Ranking 'KiroRank' é descontinuado
A Amazon confirmou o encerramento do 'KiroRank', um painel interno criado por colaboradores para monitorar o uso de tokens de IA. Segundo um porta-voz da empresa, a ferramenta "nunca teve a intenção de promover o uso de IA pelo uso em si". A decisão foi motivada por relatos de que funcionários realizavam tarefas desnecessárias apenas para aumentar suas posições no ranking, prática conhecida como 'tokenmaxxing'.
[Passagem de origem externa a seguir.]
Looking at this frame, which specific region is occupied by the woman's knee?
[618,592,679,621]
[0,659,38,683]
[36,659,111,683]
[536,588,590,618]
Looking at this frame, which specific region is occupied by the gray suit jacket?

Mudança de cultura corporativa
Dave Treadwell, vice-presidente sênior da Amazon, orientou equipes a evitar o uso de IA "apenas pelo uso", enfatizando que a tecnologia deve ser aplicada para "resolver problemas de clientes, de negócios e inovar". A medida acompanha um movimento mais amplo no setor tecnológico, onde empresas como Uber já sinalizaram preocupação com o aumento descontrolado de custos em IA sem retorno proporcional. A Amazon, no entanto, afirmou que continua incentivando a adoção de IA, desde que alinhada a resultados concretos.